There's an admirable effort to weave (heh) the primary narrative together with these side stories, but South of Midnight simply rushes through them so quickly and approaches them so bluntly that I never found myself able to get attached. For example, early in the game, that catfish I mentioned earlier is being held in the air by an enormous tree possessed by the spirit of a young man who suffered a betrayal I won't spoil here. The tale of what happened to him, discovered through a blues song that adds more lyrics as the player progresses and ghostly images of the past, is undeniably tragic...but it wound up simply not hitting for me due to a combination of the song lyrics being almost comically blunt about what had occurred and there only being a handful of flashbacks before Hazel resolved his issue. After I had freed his spirit, I felt like I'd been rushed through a rollercoaster version of a Grimm Brothers story. From start to finish the entire sequence was maybe twenty minutes - most of that spent climbing and fighting - and this just kept happening. I'd enter a new area, find out about some horrible past trauma that left a troubled spirit behind, then fix it so quickly that I had barely processed what had happened. If these were the side quests in an RPG, I'd consider them shallow but interesting, but they're effectively what strings the main plot along in South of Midnight, and the substance just isn't there.

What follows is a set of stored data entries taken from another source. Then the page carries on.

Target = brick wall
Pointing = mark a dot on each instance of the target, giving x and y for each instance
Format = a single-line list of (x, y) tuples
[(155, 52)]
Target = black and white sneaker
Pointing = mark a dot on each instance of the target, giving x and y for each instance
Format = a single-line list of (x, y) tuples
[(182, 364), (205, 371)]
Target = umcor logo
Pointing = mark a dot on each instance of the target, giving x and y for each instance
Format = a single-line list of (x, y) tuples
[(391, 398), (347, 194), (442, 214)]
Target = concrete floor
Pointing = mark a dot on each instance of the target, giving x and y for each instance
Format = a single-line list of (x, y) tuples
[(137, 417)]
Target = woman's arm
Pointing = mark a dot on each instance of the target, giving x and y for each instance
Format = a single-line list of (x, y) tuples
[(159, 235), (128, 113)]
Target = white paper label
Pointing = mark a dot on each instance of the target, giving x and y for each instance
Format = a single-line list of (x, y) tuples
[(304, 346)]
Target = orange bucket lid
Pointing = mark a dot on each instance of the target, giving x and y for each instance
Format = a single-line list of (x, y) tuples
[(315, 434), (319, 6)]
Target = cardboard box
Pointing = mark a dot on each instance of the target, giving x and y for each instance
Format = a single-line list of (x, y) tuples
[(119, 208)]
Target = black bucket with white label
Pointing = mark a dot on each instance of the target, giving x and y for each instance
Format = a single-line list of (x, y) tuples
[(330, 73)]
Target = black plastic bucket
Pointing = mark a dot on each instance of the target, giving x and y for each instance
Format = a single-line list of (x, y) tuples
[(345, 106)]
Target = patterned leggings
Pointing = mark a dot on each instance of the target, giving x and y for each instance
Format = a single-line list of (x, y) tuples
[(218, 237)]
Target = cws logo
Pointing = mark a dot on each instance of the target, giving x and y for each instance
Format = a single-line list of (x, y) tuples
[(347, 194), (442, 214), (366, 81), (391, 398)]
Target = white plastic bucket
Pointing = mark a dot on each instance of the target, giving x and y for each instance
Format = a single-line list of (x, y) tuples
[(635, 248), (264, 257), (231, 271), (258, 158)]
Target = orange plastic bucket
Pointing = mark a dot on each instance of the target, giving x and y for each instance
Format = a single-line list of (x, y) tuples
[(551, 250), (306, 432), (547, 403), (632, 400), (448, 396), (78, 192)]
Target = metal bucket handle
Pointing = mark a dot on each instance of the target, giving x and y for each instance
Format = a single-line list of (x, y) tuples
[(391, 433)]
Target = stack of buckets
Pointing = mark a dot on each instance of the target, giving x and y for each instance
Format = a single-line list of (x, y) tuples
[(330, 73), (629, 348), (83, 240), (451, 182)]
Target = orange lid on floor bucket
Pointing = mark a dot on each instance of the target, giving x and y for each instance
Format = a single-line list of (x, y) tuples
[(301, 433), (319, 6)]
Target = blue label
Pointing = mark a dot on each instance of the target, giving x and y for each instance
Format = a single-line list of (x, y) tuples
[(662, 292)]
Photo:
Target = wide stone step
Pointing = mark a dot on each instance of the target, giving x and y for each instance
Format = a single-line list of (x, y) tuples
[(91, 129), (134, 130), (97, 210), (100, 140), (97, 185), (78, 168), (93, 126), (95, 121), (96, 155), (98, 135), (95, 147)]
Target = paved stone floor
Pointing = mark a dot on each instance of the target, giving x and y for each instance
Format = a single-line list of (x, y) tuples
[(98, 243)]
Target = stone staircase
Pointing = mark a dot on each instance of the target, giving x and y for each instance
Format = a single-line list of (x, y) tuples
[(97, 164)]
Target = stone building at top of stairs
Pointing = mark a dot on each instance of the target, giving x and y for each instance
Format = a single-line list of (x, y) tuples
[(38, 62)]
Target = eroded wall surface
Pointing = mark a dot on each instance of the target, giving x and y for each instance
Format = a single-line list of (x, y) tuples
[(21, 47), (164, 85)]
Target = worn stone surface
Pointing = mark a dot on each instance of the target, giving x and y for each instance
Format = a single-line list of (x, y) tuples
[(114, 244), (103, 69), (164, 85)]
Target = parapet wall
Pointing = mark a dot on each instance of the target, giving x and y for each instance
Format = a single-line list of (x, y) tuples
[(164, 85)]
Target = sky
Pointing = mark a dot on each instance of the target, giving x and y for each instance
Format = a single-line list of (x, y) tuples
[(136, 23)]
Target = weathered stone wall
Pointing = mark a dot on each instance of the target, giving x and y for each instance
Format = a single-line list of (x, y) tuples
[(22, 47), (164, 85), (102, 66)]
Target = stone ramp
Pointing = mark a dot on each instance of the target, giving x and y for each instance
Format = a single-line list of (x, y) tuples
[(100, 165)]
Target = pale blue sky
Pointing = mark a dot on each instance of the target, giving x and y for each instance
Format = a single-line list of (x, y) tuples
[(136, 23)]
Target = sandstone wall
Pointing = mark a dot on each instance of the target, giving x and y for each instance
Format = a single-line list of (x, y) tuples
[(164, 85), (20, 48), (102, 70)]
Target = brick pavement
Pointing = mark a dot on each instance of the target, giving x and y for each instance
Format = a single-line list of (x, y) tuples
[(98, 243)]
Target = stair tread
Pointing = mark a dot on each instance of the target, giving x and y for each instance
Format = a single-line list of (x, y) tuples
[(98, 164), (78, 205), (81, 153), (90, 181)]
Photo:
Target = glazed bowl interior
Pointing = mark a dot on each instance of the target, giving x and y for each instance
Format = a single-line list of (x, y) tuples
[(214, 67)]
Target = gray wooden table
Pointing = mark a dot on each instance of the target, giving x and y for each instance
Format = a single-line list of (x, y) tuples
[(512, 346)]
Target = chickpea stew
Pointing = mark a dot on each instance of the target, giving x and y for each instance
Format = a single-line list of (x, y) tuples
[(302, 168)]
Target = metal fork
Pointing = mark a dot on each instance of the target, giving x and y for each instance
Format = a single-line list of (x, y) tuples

This isn't to say that South of Midnight's story is entirely bad - it has a strong final couple of chapters and some downright wonderful set pieces including a battle against a gigantic eldritch owl and a musical dance number in the underworld - but it's just too diluted and unfocused for how short the game is, trying to tell a half-dozen meaningful stories in as many hours (and that's if you don't skip the padded combat encounters). As much as I wanted to love it, I walked away dissatisfied, like I'd sampled a variety platter without ever actually having a meal to fill me up. Constantly gorgeous and occasionally brilliant, South of Midnight is a wonderful attempt at an artistic endeavor in an underserved setting, but as both a game and a story, it unfortunately disappointed me.